Ciò che conta è che si tratta di un dipinto ufficiale, in cui l'atteggiamento,
il portamento, l'espressione, l'abbigliamento del modello e, quindi, in
una certa misura, la stessa tecnica del pittore, obbediscono a canoni
già stabiliti in grado di suscitare un'impressione favorevole e "generare
popolarità".
Un'atmosfera
di maestosità pervade il quadro, accentuata dal grande mantello viola
foderato, ricamato con gigli in oro e dallo splendore delle insegne
reali. Difensore della Chiesa, primo signore del suo Regno, unendo
esponenzialmente nella sua persona tutta la distinzione e la
raffinatezza di una nobiltà che a sua volta è esponente della nazione
stessa, un Re di Francia incarnava così tutti gli ideali di una società
in cui la Fede, la tradizione, la distillazione dei valori attraverso un
processo formativo di tipo familiare, portato avanti per secoli da
famiglie d'elezione, erano tra gli elementi più essenziali delle
Istituzioni, generalmente accettati e custoditi dalla psicologia
collettiva. Più alto, potente e raffinato è il re, più risulta esaltato
in dignità il popolo.
* * *
Proprio
all'epoca di Luigi XV, questa mentalità iniziò a cambiare, minando la
società e preparando la Rivoluzione francese da cui è uscito tutto il
mondo contemporaneo.
Essenzialmente egualitaria,
la Rivoluzione francese ha cambiato i criteri di popolarità. I gruppi
umani non si sentivano più incarnati e rappresentati dalle loro figure
apicali, poiché la figura esponenziale è il prodotto di una selezione e
ogni selezione è anti egualitaria. La popolarità ha smesso di convergere
sugli uomini eccezionali, superiori, e si è concentrata sugli uomini di
massa. Da qui il fatto che i quadri ufficiali che rappresentano i capi
di Stato con tutte le loro decorazioni hanno perso quasi del tutto la
loro capacità di generare popolarità. Per essere popolare, il Capo dello
Stato non deve dimostrare di essere più degli altri. Al contrario, deve
dimostrare di non essere più di nessuno, di essere come tutti gli altri.

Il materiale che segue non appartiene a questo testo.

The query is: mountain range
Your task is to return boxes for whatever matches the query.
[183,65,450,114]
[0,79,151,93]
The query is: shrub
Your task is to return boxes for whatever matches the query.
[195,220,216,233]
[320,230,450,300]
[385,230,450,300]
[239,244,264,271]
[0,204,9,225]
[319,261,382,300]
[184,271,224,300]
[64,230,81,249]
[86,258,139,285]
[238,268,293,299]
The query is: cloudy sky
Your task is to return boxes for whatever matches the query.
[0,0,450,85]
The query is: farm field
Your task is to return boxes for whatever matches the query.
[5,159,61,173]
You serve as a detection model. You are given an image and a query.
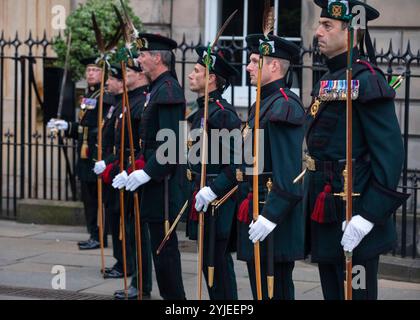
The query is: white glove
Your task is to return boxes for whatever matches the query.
[248,215,277,243]
[93,160,106,176]
[195,187,217,212]
[47,119,69,130]
[341,215,374,252]
[47,119,57,130]
[126,170,152,191]
[112,171,128,189]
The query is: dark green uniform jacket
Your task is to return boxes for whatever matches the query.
[238,79,304,262]
[140,72,188,222]
[304,49,405,262]
[188,90,241,240]
[67,84,114,182]
[104,86,147,171]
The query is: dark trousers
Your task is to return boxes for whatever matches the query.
[105,186,134,274]
[149,222,185,300]
[318,256,379,300]
[247,260,295,300]
[81,181,99,241]
[129,219,152,293]
[203,240,238,300]
[125,192,152,293]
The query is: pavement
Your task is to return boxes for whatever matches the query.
[0,220,420,300]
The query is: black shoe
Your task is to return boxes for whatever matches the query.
[79,239,100,250]
[114,286,150,300]
[114,286,137,300]
[104,269,124,279]
[77,238,92,246]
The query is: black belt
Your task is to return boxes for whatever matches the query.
[139,139,162,150]
[305,154,370,172]
[187,169,219,184]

Per questo motivo i dipinti ufficiali sono stati lasciati alle pareti
dei grandi saloni nobiliari, che vivono vuoti e chiusi, tranne che nelle
rare giornate di gala. E i capi di Stato hanno cominciato a farsi vedere
dal pubblico, soprattutto su giornali e riviste, fotografati negli
atteggiamenti ordinari della vita quotidiana.
Cercano di far dimenticare all'opinione pubblica che sono capi di Stato,
per apparire come semplici borghesi nell'epoca della borghesia...
Ecco quindi il Presidente Truman, in una foto a tutta pagina di una
rivista americana, che suona borghesemente il suo pianoforte. Va
sottolineato che questo non può essere considerato tipicamente nord
americano. Questi venti soffiano in tutto il mondo e nella stessa Europa
ci sono molti Presidenti e persino Re che seguono la stessa influenza.
Insistiamo: qui non stiamo commentando un uomo, tanto meno un Paese, ma
un'ideologia e un'epoca.
* * *
Ecosì soffiano i
venti. E in quale direzione soffiano? Verrà il giorno in cui i capi di
Stato avranno paura di presentarsi come borghesi e preferiranno la
giacchetta proletaria di Stalin? Ed i diplomatici adotteranno i modi "forti"
della politica comunista rumena Anna Pauker?